Clark will end 20 years as county executive

By Thomas Wilson


   Truman Clark plans to take a vacation this week.
   The holiday will be the fifth time the outgoing county executive has taken a full week's vacation -- in 20 years as Carter County's top executive.
   "It's just a way of life that you get into," said Clark. "I've never had much time off and I haven't taken much time off."
   After that, Clark will be taking a much longer vacation.
   The Truman Show will officially end September 1 when a new county executive will be sworn into office. Seven candidates are vying to become the next county executive.
   A Happy Valley native, Clark served as a county commissioner from 1972 to 1974 after he was elected in a special election to replace Conley Simerly after his death.
   "One of the first things we did was build the landfill. That was one of the first projects we had when I was a county commissioner," recalled Clark. "That was one of the most satisfying things we had accomplished for the county."
   He was elected to a four-year term in 1978 to 1982 as a county commissioner. He won his first term as County Executive in 1982, succeeding former county executive Don Lewis.
   A time when the county was experiencing financial tumult, particularly in the general fund.
   "There were financial problems when I came into office at the time," Clark said. "The county's financial shape was really a concern at that time. When I came in we had about $2,500 in the undesignated fund balance. Today, we have about $658,000.
   "People see that and think you have got a lot of money but what they don't understand is, that is gone in two payrolls."
   When asked about his toughest assignment as county executive, Clark doesn't hesitate to recall the devastating weather conditions.
   "The flood of 1998 and the blizzard of 1998 were the worst times of all that I went through," said Clark. "Three and four days without sleep, calling everyone to get help and money to rebuild the infrastructure. I don't know of any tougher times we've seen come through the county than that."
   The state's four-year tax debate had its genesis in the early 1990s when Clark was on the Tennessee Advisory Commission on Intergovernmental Relations (TACIR).
   "We were studying the tax structure and about that deficit that was coming in the early 1990s," said Clark.
   Clark cited drawing the Workforce and Development Center into the former Great Lakes industrial building, constructing two new schools and remodeling several others as other notable accomplishments made by the county in recent years.
   He said he was also excited about the creation of the Watauga Regional Authority to establish a long-term water source for the city and county's rural utility districts.
   "The Authority is going to be one of the greatest things we could've done," said Clark.
   The county's modest tax base and lack of major revenue engines in terms of sales tax or a wheel tax force the county departments to operate frugally, he said.
   "There is a limited amount of money available in the county. That has to be utilized the best way," Clark added. "A county the size of Carter County can't fund what a county the size of Sullivan County can fund. There just isn't the tax base there."
   The next executive along with the soon-to-be selected county finance director will have daunting challenges ahead, said Clark.
   Along the way, Clark said he'd heard his share of praise and criticism.
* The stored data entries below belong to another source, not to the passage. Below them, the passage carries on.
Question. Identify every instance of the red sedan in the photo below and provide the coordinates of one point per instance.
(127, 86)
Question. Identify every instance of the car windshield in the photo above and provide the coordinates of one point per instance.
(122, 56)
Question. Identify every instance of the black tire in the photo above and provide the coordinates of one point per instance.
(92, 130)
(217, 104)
   "There are a lot of people sad to see you go and a lot of people happy to see you go," he laughed.
   He has pulled the county out of financial trouble, won two Republican county primaries and another county election by an eyelash, and worked to keep the county's property tax rate among the area's lowest.
   This despite battling the loss of industrial citizens such as North American Rayon and Jarl, who departed Carter County and took hundreds of jobs with them.
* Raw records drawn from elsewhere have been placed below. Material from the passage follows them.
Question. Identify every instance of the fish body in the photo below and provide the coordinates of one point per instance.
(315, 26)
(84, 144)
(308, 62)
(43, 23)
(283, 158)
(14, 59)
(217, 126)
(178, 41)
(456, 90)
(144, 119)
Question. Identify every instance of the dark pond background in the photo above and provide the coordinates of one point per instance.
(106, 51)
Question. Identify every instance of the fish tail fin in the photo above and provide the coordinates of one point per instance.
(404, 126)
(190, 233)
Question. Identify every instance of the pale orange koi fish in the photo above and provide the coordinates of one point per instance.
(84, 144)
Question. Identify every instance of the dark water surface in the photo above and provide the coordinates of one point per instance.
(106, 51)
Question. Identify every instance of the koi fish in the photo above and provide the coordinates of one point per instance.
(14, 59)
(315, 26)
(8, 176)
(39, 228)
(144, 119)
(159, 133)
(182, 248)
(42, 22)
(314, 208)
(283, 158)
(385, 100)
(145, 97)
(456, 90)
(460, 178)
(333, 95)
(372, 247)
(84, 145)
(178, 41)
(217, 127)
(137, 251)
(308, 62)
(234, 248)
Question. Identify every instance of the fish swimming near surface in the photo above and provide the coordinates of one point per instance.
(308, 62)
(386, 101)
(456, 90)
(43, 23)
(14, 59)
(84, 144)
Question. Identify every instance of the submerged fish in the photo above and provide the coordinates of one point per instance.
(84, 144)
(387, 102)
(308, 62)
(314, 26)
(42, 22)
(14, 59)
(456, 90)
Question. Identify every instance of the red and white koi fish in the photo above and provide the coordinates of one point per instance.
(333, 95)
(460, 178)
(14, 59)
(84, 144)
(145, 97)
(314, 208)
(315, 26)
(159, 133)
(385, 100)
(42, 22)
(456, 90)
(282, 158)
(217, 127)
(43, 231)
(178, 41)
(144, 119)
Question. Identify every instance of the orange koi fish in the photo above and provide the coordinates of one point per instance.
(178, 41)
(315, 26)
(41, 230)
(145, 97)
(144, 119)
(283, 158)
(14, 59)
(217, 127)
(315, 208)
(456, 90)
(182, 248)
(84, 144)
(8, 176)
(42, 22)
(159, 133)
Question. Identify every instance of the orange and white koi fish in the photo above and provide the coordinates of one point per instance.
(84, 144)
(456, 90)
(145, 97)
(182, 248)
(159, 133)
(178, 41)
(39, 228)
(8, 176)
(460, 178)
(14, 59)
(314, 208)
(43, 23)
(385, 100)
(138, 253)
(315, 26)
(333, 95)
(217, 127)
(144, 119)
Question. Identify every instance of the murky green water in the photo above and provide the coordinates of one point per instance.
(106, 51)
   "It is a perception by some that things aren't divided equally among the county's districts," said Clark. "People said because I was from Happy Valley that Happy Valley got the most. Well, a lot of times, they got the least."
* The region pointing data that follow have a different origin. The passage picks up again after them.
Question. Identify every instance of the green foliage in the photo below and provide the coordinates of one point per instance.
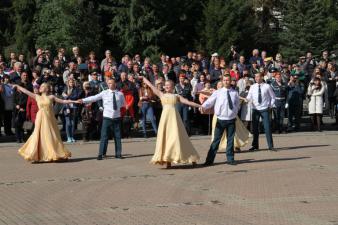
(170, 26)
(305, 29)
(24, 14)
(227, 23)
(135, 26)
(67, 23)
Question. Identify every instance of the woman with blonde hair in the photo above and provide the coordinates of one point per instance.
(45, 143)
(172, 143)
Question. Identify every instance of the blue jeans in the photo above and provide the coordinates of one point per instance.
(279, 113)
(183, 110)
(113, 125)
(147, 110)
(256, 114)
(294, 114)
(70, 123)
(221, 126)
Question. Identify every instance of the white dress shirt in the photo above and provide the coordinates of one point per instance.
(219, 99)
(268, 96)
(107, 97)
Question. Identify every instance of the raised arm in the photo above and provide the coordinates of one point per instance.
(24, 90)
(62, 101)
(152, 87)
(187, 102)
   The son of William and Juanita Clark, the county executive was born and raised in the Happy Valley community.
   Clark earned an Industrial Arts degree and minor in Mathematics at East Tennessee State University (ETSU). An educational experience that gave him a strong appreciation for algebra.
   "I would love to teach algebra," he said. "I guess because I loved to work with it and could work with it."
   He spent three years in the U.S. Army after graduating as the top Reserve Officer Training Candidate program's top student at ETSU.
   "We had about 1,500 people in the ROTC. At that time, everybody at the college took ROTC for at least two years," said Clark.
   He went on to spend 20 years working in the family's lumber business before entering the world of politics.
   He and his wife, Katrina, who passed away after a long bout with cancer in 2000, raised four children: Larry Dale, Kenneth, Connie and Michael.
   Clark said he didn't expect to seek a new political office in the immediate future. Instead, he has thought about spending time at home and overseeing some capital projects on his Milligan Highway residence.
   "I'm going to do some projects around my house, and we'll see how bored I get," he chuckled. "But, I think I'll enjoy retirement, frankly."